This week, the Kubernetes Product Security Committee disclosed a new security issue (CVE-2020-8554) that affects every version of Kubernetes. It is medium severity and no patch is available. Kubernetes administrators are advised to (1) limit certain cluster permissions as well as (2) restrict and manually audit external IP usage within clusters. It is also recommended that multi-tenant cluster scenarios be reconsidered where possible and appropriate.
CVE-2020-8554 is a man-in-the-middle (MITM) vulnerability that exists in every version of Kubernetes with the most significant impact on multitenant clusters. It can be exploited by users with basic permissions such as creating or editing services and pods in a Kubernetes cluster. A user who has these permissions may be able to intercept traffic from other pods in the cluster. This is most easily done by creating a service, which allows a user to specify a cluster IP address and also expose a service using an external IP address. Traffic to that external IP address from the cluster will be routed to that service, enabling the user to intercept it. This can also be accomplished by patching the status of a load balancer service. It is worth noting that the vulnerability itself does not grant unauthorized users the ability to create Kubernetes services.
Kubernetes Versions Impacted
All versions of Kubernetes (v1.0-1.20) are impacted, making the scope of this vulnerability significant. However, as subsequently described, the circumstances under which clusters are most vulnerable are primarily those that are running multi-tenant.
The impact of this vulnerability is concerning because the reality is that many Kubernetes clusters today are multi-tenant, with many users sharing access to create services, and this issue stems from a design flaw or rather, a lack of accounting for this scenario at the time features were designed. We have previously observed Kubernetes vulnerabilities associated with misconfigured RBAC settings but those have typically required granting users elevated privileges.
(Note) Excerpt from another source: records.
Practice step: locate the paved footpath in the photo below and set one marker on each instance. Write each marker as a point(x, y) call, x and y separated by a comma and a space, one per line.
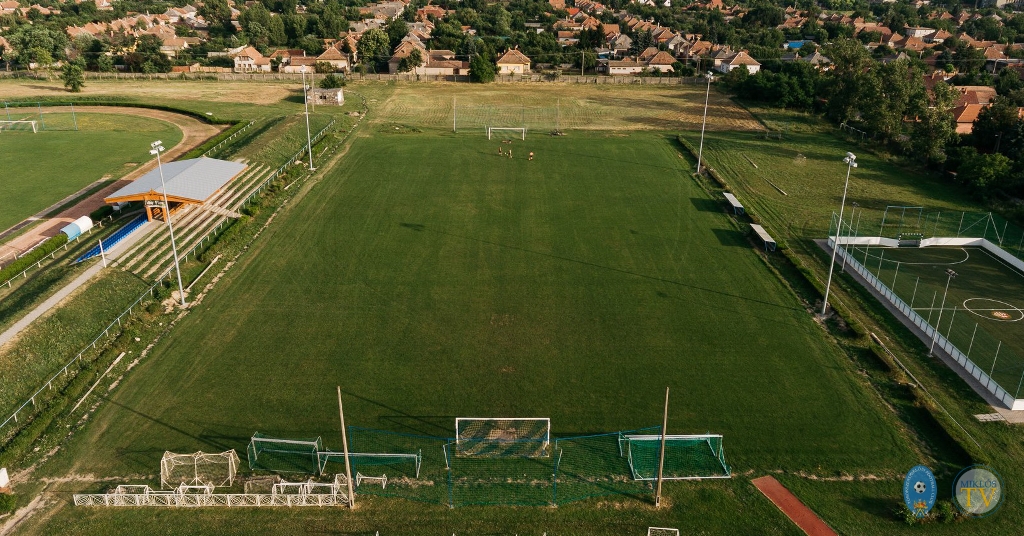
point(52, 301)
point(793, 507)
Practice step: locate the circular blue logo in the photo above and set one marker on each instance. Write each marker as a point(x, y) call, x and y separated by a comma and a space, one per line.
point(920, 490)
point(978, 491)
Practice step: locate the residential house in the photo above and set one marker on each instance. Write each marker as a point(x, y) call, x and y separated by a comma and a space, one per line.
point(513, 62)
point(248, 59)
point(662, 63)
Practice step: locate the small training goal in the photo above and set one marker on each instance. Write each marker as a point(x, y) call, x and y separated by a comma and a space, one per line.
point(18, 125)
point(498, 438)
point(686, 457)
point(285, 455)
point(519, 132)
point(201, 468)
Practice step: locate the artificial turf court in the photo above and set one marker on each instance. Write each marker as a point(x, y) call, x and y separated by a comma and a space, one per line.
point(984, 307)
point(431, 278)
point(40, 169)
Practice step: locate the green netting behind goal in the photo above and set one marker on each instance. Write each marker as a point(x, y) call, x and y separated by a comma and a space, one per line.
point(593, 466)
point(284, 455)
point(686, 457)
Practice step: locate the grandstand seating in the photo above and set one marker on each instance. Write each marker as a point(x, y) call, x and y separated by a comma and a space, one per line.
point(118, 236)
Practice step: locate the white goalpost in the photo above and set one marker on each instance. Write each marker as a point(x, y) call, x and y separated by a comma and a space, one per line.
point(686, 457)
point(13, 125)
point(493, 129)
point(503, 437)
point(198, 469)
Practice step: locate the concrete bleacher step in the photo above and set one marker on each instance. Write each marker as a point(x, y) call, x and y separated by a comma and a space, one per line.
point(207, 217)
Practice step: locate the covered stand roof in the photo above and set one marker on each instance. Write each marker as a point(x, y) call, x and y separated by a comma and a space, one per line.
point(187, 181)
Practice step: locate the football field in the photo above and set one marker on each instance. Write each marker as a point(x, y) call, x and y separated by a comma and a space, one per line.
point(432, 278)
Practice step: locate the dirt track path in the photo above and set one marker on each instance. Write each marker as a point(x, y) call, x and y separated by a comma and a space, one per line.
point(793, 507)
point(194, 132)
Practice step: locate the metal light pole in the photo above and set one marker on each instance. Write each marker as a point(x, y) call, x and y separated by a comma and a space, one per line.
point(157, 150)
point(851, 162)
point(702, 125)
point(305, 105)
point(951, 274)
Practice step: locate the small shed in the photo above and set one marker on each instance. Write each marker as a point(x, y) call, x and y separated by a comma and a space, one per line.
point(334, 96)
point(78, 227)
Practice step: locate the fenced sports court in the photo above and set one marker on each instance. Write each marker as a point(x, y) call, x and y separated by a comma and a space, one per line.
point(36, 117)
point(958, 276)
point(514, 471)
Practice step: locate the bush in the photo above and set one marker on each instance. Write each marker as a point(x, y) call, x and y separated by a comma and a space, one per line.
point(7, 503)
point(101, 212)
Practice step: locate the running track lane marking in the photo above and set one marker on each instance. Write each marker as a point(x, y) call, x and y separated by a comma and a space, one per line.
point(792, 507)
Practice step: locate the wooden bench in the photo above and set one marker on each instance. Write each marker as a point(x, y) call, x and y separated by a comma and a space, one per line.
point(765, 237)
point(737, 208)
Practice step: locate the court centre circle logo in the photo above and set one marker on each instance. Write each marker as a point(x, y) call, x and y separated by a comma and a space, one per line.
point(920, 490)
point(978, 491)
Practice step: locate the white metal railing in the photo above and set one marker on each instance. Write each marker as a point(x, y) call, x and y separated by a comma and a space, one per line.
point(64, 371)
point(990, 384)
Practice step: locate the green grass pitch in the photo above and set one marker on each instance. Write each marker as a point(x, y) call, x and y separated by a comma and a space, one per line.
point(431, 278)
point(41, 169)
point(987, 293)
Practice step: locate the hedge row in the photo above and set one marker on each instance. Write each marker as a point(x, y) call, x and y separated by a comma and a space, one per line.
point(32, 257)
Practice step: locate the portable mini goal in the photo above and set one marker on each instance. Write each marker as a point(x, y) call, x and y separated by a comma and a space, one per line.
point(498, 437)
point(18, 125)
point(493, 129)
point(200, 468)
point(686, 457)
point(284, 455)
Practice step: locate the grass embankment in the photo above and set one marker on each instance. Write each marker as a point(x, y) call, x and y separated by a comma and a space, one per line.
point(41, 169)
point(534, 289)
In this case, the vulnerability arises from basic user permissions meaning attacks can be carried out with low complexity. The Kubernetes community will need to determine how best to address this longer-term, and it seems it will require backwards-incompatible design changes.
Given the absence of a patch for this vulnerability, the only approach that Kubernetes administrators can take is to apply appropriate mitigations. The attack vector that utilizes the load balancer service IP can be mitigated by restricting the patch/service status permission, though this is not a commonly granted permission considering that it involves a privileged operation.
Administrators should look to restrict the use of external IPs with one of the following methods:
- OPA Gatekeeper: sample constraint template
- Admission controller: sample one: externalip-webhook
- Policy enforcement mechanisms specific to various Kubernetes platforms (e.g., Anthos Policy Controller)
Since the use of external IPs and patch service status requests are both uncommon, it is also recommended that events for either of these activities be manually audited as well. Finally, where possible, clusters that do not require multiple user access should reconsider multi-tenant configurations in the meantime.